The digital logic circuit is fixed (i.e., non-adjustable). The use of fixed digital logic circuitry is possible since it is the threshold signal provided to the analog-to-digital conversion circuit which is adjusted to select a particular signal processing function. This threshold signal adjustment may be made on a variable apparatus prior to or during use or during the manufacture or factory preadjustment of a specialized apparatus. Thus, the versatility of the imager apparatus or family of apparatus is achieved without the added cost of providing additional or variable digital logic circuits to implement different signal processing functions.
Also described is a method for processing an input signal from a radiation sensitive element with an electronic imager including the steps of converting the input signal into a digital signal by comparing the input signal to at least one threshold signal, processing the digital signal to provide an output signal having a relationship with respect to the input signal determined by the threshold signal, and adjusting the threshold signal in order to change the relationship between the output signal and the input signal. By adjusting the threshold signal, the above-described method can be used in various imaging applications.

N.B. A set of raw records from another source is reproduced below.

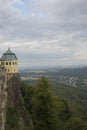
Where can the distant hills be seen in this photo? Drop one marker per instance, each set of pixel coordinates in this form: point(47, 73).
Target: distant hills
point(75, 77)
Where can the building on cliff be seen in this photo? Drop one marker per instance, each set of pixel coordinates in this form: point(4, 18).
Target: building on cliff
point(9, 61)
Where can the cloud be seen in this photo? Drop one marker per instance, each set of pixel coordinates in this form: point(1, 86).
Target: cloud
point(48, 32)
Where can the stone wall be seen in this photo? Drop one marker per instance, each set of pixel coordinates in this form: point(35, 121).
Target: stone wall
point(3, 98)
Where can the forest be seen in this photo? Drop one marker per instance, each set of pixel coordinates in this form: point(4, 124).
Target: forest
point(55, 105)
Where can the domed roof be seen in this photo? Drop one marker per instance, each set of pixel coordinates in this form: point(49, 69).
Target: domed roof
point(8, 55)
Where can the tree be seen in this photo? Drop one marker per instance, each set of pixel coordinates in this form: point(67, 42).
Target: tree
point(45, 115)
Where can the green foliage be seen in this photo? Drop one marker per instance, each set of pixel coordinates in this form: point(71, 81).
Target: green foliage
point(49, 111)
point(12, 117)
point(75, 124)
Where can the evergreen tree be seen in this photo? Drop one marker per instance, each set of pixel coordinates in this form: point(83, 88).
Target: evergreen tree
point(44, 111)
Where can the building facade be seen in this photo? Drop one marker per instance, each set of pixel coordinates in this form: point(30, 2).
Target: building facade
point(9, 61)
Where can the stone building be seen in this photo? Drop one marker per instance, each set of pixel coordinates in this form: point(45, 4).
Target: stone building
point(9, 61)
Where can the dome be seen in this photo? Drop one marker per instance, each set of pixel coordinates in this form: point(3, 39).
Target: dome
point(9, 56)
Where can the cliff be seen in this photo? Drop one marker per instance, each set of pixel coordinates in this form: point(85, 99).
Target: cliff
point(13, 113)
point(3, 98)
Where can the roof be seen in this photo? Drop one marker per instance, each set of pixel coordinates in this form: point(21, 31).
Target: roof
point(8, 55)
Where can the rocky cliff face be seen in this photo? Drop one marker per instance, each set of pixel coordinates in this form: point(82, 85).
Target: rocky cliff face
point(3, 98)
point(13, 114)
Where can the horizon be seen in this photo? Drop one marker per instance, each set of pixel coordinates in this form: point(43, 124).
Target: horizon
point(45, 33)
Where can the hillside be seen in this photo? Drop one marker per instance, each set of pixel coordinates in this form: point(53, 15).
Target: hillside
point(76, 77)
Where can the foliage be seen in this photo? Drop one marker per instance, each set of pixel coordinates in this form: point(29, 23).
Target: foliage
point(48, 110)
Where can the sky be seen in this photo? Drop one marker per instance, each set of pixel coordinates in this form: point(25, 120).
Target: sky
point(45, 32)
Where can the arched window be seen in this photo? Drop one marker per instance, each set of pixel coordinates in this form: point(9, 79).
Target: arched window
point(6, 63)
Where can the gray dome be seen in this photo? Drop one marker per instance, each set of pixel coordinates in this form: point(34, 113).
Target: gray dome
point(8, 55)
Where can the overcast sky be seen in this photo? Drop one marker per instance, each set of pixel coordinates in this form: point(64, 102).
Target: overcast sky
point(45, 32)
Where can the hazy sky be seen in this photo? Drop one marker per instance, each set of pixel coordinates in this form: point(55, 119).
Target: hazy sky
point(45, 32)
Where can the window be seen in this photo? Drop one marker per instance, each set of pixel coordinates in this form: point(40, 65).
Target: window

An analog-to-digital conversion circuit according to the invention includes a comparator circuit responsive to an analog input signal and to a plurality of threshold signal levels for comparing the analog input signal to the threshold signal levels, and a control circuit for generating the threshold signal levels. At least one increment between adjacent threshold signal levels is not equal to increments between other adjacent threshold signal levels. In one embodiment, the comparator circuit includes a plurality of comparators, each receiving a respective threshold signal level substantially simultaneously. In an alternative embodiment, the plurality of threshold signal levels are provided sequentially to the comparator circuit.
The use of such an analog-to-digital conversion circuit in an electronic imager permits various signal processing functions to be performed on the pixel signals simply by adjusting the threshold signal levels and concomitantly, the increments between adjacent threshold signal levels according to the desired function. The described analog-to-digital conversion circuit can be contrasted to conventional analog-to-digital converters in which the increments between adjacent threshold levels are equal in order to provide a linear relationship between the analog input signal and the digital output signal.